I recently came across a fascinating article in the Harvard Business Review on how to design markets with examples from the kidney exchange, medical labor, spectrum allocation and school selection markets.

Read the article at:
http://harvardbusinessonline.hbsp.harvard.edu/hbsp/hbr/articles/article.jsp;jsessionid=AHGDP3AXMA4WIAKRGWDR5VQBKE0YIISW?ml_action=get-article&articleID=R0710G&ml_page=1&ml_subscriber=true

Recessions promote breakthrough innovations

Auren Hoffman wrote an interesting article a few weeks ago on how recessions can promote innovation. I can relate. When Zingy was created in July 2001, the mere mention that we were doing “telecom” and “direct to consumer” made investors run away in the other direction. In the end, Zingy was definitely helped by the lack of capital available in the market because it meant that we had very few competitors. Aucland, by comparison, had dozens of competitors in every country with many companies raising over $10 million. As the result, we exhausted our resources fighting for market share rather than building a sustainable company.

Read the article at:
http://summation.typepad.com/summation/2008/03/recessions-prom.html

Stayin’ Alive

If like me, the concept of our mortality bothers you, be sure to check out Stayin’ Alive, an article on Ray Kurzweil, longevity and the singularity in the April 2008 issue of Wired. I doubt Kurzweil is right, but I sure hope he is! It’s not online yet, but you can find a summary at:
http://pimm.wordpress.com/category/medicine/

The Club Dumas and Special Assignments were disappointing

After a long non-fiction binge, I decided to read a few fun thrillers while on my two ski trips. I picked up The Club Dumas by Arturo Perez-Reverte and Special Assignments by Boris Akunin on strong recommendations from Amazon, my friends and a review in The Economist.

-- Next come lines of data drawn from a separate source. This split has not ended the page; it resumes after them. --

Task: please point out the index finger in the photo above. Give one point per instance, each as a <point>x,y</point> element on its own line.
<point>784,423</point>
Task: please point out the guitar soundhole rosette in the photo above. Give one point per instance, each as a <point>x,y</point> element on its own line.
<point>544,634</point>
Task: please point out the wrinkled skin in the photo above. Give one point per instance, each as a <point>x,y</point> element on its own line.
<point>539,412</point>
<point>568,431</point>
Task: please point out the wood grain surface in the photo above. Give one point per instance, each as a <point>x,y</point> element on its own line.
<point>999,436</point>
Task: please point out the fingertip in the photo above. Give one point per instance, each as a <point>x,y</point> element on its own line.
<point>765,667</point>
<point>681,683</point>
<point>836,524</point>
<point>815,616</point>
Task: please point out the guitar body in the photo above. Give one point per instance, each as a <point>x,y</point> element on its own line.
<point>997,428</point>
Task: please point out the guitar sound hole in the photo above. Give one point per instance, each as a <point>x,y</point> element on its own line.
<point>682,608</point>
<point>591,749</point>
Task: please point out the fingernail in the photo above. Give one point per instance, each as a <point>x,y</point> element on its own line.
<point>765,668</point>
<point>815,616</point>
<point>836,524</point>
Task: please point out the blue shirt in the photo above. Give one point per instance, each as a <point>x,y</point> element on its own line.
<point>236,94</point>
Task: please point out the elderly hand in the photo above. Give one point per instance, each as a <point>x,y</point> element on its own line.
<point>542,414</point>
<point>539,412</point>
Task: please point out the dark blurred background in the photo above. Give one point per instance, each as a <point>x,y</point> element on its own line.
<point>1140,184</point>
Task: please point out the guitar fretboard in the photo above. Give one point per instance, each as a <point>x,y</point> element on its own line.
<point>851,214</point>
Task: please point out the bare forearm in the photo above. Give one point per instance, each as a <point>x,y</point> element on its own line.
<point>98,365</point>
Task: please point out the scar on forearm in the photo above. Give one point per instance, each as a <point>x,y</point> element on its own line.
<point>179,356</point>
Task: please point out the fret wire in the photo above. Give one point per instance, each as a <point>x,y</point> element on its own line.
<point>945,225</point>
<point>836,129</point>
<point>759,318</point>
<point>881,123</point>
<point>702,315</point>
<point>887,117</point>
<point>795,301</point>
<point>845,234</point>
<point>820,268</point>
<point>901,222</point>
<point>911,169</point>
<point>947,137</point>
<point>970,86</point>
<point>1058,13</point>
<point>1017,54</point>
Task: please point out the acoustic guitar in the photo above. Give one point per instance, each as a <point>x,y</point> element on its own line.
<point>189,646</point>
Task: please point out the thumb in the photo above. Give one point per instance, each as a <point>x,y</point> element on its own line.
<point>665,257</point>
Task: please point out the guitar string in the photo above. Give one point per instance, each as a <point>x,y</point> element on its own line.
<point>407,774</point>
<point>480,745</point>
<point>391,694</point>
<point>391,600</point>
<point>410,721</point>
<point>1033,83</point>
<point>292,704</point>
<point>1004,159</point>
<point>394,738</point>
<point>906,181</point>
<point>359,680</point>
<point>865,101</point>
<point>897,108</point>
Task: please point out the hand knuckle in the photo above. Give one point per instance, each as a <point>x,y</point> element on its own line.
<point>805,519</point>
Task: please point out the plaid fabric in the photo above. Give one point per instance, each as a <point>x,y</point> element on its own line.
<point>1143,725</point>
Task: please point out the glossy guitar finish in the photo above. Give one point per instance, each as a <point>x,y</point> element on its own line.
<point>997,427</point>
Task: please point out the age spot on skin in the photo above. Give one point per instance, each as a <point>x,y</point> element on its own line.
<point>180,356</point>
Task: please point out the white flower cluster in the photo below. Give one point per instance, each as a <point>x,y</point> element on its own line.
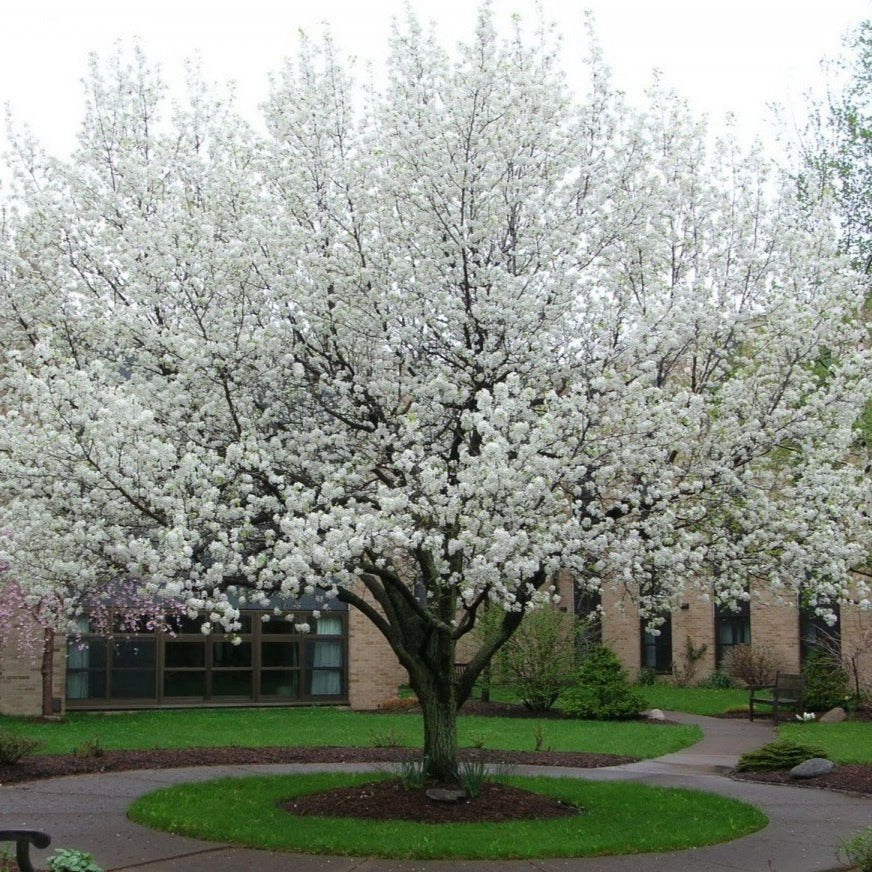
<point>463,339</point>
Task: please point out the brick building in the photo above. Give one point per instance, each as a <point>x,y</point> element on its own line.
<point>344,660</point>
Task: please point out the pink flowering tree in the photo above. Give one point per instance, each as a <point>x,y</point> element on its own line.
<point>420,347</point>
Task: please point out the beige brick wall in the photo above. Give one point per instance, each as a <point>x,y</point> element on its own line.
<point>856,627</point>
<point>374,673</point>
<point>693,619</point>
<point>20,670</point>
<point>621,626</point>
<point>775,623</point>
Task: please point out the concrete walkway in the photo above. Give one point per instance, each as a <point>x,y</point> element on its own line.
<point>805,826</point>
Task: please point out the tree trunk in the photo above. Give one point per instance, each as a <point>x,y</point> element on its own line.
<point>439,709</point>
<point>485,683</point>
<point>46,669</point>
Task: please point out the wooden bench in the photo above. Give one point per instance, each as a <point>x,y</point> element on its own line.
<point>788,692</point>
<point>23,840</point>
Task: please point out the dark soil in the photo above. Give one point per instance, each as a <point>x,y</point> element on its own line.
<point>853,778</point>
<point>389,800</point>
<point>57,765</point>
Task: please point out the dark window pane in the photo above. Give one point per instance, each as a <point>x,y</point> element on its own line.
<point>324,682</point>
<point>133,683</point>
<point>86,684</point>
<point>184,624</point>
<point>328,626</point>
<point>133,652</point>
<point>231,683</point>
<point>86,654</point>
<point>185,684</point>
<point>284,684</point>
<point>320,653</point>
<point>278,625</point>
<point>279,654</point>
<point>180,654</point>
<point>228,654</point>
<point>732,627</point>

The stories are enjoyable, but something was missing from both. I am not quite sure what was missing, but the books lacked that special page turner “I can’t wait to see what happens next” quality that some thrillers magically seem to conjure.

I had extremely high expectations for the Club Dumas. Having read The Three Musketeers and watched The Ninth Gate (and loved both), I felt ready to fall for the story. I liked the intrigue, but found the pace much too slow and the main character unappealing. I also really hate it when authors keep repeating what a main character is like to entrench our image of them. I get that Corso can use different smiles and looks to ingratiate himself to different people – no need to repeat it 100 times! Describe Corso’s character a few times, then demonstrate it through his actions. No need for the repetition!

I approached Boris Akunin’s Special Assignments differently. Special Assignments is a collection of two novellas on the adventures of Erast Fandorin, a 19th Century Russian special investigator described to me as a mix of James Bond, D’Artagnan and Sherlock Holmes. Again, I found the adventure intriguing, but disliked the repetition about the characters’ traits, the simple mindedness of most characters (yes we are in the nineteenth century, but that does not mean that everyone is naïve and stupid), and the fact that it’s more Sherlock Holmes than James Bond and D’Artagnan – it felt lacking in action.

Despite my misgivings, the stories were interesting and I feel there is something there. I am definitely going to give both authors another try. I will check out The Winter Queen by Akunin and am still debating which Perez-Reverte book to check out next.